I suppose that is why my wife makes me buy used cars.

But it is fundamental in much more important ways.

Beauty is the evidence of and witness to the inherent wholeness and goodness of things.  It is life in excess of what we can manage or make on our own.  Beauty arrives through a sustained and adorational attentiveness to what is there: a rock, a flower, a face, a rustle in the trees, a storm crashing through the mountains, the sound of a stream, the glow of the moon. The generosity of a stranger.  The faithfulness of a friend.  The love of God.

Without the strong understanding of the holy and the beautiful we often give in to common misunderstanding:

Holy is to bland what beautiful is to trivial.

Holy is to boring what beautiful is to pretentious.
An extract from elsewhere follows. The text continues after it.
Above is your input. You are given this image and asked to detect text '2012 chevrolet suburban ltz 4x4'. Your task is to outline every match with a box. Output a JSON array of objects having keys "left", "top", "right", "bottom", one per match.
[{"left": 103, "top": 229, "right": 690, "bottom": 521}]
But a true understanding of holy would help us to understand that it is far from bland and boring.  It is not goodness in a straight jacket, truth drained of mystery.  It is not a nick-knack angel on a shelf watching over us as we sleep.  Holiness does not make men and women smaller so they can use God in convenient doses.  Instead is makes them larger so he can give out life through them, extravagantly, spontaneously, powerfully, dangerously.

Just as dark is the absence of light and hunger is caused by the absence of food, could it be that ugly is the absence of beauty?

A scripture uses beauty and holiness together.  Mankind seems to have followed by connecting ugly and evil.

Beautiful
  
The ugly fills us with dread, confusion, despair, and fear and focuses on survival, saving ourselves at any cost.  It seems to be the theme of much fiction.

The beautiful draws us close.  It fills us with awe, with wonder, with comfort and with hope. It motivates us to want to share it with others.  Is it strange that it is the theme of Scripture?

Seldom do we call our best friend and say, “This is so dreadful, painful, and chaotic I wish you could be here with me to enjoy it.”

Much of current culture presses us to pay for the privilege of sharing in horror, violence, chaos, and despair by calling it entertainment, art, or music.  We may join in this by calling the ugly, good and the beautiful, trite.  We may give silent approval by not holding out for something better. We may play a part by not encouraging, applauding, and supporting those whose talent is clouded by self-doubt.

Often it seems no different than paving the poppy fields or using the Grand Canyon as a land fill and calling these acts an award winning reality show.

May we who celebrate the name of Jesus take care that what we say and sing; all that we do for work and play; and what we purposefully and casually create and appreciate, be beautiful.